Our diagnostic values of the SPQ for development of disabilities are comparable with those Hébert et al. [
5] found among elderly persons over 74 (sensitivity 75% and specificity 52%). Gobbens et al. [
7] presented for the TFI a sensitivity of 84% and specificity of 76% for identifying frail elderly at risk for disability. However, this was based on a cross-sectional study design. As mentioned earlier, the adjusted odds ratios show that those identified as frail by the GFI, TFI, and SPQ have, more than twice the risk for developing disabilities within 1 year. Sarkisian et al. [
21] found in a cohort study that elders identified as frail with the CHS frailty index, as proposed by Fried et al. [
20], had a age-adjusted odds ratio of 4.4 for disability over a 4 year period. Ensrud et al. [
19] found, in a prospective cohort study for women (≥69) identified frail with the CHS frailty index, a higher age adjusted risk (OR 2.2-2.8) for disability (≥1 new IADL disability) over a period of 4 and a half years. Differences in estimated risks between those and our study may be attributed for a large part to variation in follow-up periods.

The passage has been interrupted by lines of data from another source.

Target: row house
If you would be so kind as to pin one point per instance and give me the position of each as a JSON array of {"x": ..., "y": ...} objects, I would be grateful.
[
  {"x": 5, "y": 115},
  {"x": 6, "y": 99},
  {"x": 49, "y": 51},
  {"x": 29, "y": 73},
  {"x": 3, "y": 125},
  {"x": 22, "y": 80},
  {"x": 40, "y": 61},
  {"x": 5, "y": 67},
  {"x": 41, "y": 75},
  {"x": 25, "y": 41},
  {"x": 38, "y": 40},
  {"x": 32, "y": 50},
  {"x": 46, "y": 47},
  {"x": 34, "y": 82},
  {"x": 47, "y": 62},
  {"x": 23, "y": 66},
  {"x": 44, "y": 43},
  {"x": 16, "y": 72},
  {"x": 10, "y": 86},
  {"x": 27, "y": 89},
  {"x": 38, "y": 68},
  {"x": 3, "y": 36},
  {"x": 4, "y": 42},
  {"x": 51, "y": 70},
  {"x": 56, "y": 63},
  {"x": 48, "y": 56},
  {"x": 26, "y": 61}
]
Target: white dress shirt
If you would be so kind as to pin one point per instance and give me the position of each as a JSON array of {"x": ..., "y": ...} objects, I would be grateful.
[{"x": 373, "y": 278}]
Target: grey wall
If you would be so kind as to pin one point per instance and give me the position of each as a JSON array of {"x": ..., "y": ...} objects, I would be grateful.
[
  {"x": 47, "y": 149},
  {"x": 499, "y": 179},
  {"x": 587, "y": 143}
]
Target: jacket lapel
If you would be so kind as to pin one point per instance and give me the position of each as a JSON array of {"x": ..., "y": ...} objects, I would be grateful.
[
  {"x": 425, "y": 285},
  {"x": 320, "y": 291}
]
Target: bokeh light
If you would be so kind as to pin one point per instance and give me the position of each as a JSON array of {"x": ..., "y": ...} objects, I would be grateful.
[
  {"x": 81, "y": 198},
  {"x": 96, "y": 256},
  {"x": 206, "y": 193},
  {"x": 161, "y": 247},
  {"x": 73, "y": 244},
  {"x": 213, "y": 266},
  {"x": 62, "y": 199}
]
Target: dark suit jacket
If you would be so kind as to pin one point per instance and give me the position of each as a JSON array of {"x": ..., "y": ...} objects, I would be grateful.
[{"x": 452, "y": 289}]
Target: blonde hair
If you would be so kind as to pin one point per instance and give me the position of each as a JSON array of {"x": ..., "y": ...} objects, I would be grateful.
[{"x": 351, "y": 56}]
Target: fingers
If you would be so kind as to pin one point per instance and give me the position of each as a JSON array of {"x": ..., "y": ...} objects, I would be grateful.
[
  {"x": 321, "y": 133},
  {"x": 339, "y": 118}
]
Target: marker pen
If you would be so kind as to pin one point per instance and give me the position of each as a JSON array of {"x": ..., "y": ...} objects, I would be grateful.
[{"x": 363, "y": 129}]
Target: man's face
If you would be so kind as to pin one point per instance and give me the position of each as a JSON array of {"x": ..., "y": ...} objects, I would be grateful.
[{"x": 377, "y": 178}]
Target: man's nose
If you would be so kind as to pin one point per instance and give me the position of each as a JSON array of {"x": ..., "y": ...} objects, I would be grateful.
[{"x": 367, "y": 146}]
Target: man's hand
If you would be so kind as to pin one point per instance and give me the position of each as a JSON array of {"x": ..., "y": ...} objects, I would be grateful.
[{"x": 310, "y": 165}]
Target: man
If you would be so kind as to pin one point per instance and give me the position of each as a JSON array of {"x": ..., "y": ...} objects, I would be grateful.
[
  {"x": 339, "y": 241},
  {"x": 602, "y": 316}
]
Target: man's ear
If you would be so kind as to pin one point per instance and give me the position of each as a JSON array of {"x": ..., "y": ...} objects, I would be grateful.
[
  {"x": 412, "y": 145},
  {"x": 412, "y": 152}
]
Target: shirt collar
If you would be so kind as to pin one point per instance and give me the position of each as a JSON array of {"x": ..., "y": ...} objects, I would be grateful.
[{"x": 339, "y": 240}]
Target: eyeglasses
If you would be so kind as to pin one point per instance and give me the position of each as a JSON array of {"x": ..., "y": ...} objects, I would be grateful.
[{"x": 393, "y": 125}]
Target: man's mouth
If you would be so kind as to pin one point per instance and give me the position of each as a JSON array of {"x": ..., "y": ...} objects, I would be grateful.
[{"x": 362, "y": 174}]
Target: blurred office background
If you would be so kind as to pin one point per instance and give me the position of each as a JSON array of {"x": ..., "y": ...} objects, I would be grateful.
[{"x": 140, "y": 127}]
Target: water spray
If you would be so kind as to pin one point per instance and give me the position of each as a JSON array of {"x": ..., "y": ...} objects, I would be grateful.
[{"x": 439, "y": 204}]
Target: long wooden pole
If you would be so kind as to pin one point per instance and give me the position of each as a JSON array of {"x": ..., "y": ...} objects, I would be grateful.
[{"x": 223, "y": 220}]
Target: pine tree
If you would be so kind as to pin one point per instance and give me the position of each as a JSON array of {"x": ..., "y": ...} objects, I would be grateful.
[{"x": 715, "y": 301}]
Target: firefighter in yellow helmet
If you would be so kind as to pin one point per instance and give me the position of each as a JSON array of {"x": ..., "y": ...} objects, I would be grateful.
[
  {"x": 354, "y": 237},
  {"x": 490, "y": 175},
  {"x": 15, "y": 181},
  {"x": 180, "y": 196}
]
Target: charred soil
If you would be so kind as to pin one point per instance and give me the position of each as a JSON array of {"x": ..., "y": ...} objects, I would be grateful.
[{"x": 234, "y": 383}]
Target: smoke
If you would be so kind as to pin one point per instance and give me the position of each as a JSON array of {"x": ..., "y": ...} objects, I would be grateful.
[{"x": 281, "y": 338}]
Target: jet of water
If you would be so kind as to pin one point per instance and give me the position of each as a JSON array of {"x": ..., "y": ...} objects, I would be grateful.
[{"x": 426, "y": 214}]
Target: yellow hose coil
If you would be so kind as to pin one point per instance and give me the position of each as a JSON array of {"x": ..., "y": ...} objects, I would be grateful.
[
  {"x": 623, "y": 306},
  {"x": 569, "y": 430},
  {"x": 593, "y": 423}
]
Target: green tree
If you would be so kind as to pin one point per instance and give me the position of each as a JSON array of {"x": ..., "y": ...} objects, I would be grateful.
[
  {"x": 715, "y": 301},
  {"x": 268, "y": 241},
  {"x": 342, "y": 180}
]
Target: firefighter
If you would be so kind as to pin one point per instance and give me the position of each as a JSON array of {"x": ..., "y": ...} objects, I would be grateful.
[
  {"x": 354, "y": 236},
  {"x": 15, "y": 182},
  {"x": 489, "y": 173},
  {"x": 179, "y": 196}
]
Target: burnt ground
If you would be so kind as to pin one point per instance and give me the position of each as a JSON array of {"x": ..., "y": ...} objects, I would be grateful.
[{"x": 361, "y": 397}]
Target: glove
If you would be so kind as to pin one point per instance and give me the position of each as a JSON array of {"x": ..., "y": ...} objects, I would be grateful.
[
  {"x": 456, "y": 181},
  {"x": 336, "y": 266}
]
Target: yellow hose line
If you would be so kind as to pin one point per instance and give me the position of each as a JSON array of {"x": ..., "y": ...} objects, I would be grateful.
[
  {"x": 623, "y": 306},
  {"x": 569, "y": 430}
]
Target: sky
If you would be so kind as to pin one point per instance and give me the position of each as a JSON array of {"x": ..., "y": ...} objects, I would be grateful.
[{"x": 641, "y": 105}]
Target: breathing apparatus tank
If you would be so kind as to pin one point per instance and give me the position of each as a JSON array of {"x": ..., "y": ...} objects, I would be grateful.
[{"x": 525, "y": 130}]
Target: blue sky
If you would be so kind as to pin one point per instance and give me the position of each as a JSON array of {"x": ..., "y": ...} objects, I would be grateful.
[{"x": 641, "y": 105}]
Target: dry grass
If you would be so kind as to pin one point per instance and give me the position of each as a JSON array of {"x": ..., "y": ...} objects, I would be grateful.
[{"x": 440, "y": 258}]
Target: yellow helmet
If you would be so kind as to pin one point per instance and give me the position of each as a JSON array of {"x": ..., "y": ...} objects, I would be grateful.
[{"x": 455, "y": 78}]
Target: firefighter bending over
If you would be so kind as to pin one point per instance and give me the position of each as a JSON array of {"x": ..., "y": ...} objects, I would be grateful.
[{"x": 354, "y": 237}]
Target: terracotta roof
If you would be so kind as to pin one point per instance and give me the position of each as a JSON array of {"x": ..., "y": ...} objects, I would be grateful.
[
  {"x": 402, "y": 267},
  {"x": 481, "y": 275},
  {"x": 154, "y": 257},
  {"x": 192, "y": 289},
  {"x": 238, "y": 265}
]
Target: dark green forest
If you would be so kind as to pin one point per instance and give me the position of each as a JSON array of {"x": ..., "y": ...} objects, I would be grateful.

There is a public health need for effective interventions targeting community-dwelling frail elderly promoting their independent functioning in daily life [
22]. Prevention of disability in frail older persons contributes to the maintenance of quality of life and reduced health care costs [
23]. Supporting primary care to address the needs and health risks of frail elderly is a strategy to control costs as it is expected to prevent institutional care and promote consistency and coordination of individual care [
24]. A multifactorial and multidisciplinary approach towards disability prevention in community dwelling frail elderly seems promising [
25,
26]. For an example of an innovative primary care intervention we refer to a description of our disability-prevention programme [
27]. Effective screening is a crucial first step in these programmes to select the appropriate target group. Postal screening questionnaires such as the GFI, TFI and SPQ do have potential to identify older persons at risk.
Our previous study [
28] showed that extensive assessment after screening is necessary, as the scalability of the instruments is poor. The current study shows that the predictive power of the instruments is not sufficient yet. The high prevalence of frailty may point to the possibility that a substantial proportion of these elderly is pre-frail. In a two-step approach towards screening, the sensitivity will be the most relevant criterion. In that perspective, the SPQ scores best, followed by the GFI. The SPQ has the highest sensitivity (83%) for development of disabilities; though with a specificity of 48%, a large proportion of older persons that do not develop disabilities are identified. A number of 18 out of 103 elderly who developed disabilities were not identified as frail and thus will not receive an additional assessment. General practitioners who wish to start pro-active elderly care could consider the use of a short postal screening tool in combination with strategies to reduce the number of false positives and false negatives. The additional use of clinical judgment with an instrument as the Clinical Frailty Scale [
29] after the preliminary screening might be an option to reduce false positives. This judgment could be based on a recent consultation or a new appointment in which the GP focuses on recent transitions in functioning. Still, more research is necessary to optimize screening in community-dwelling frail elderly.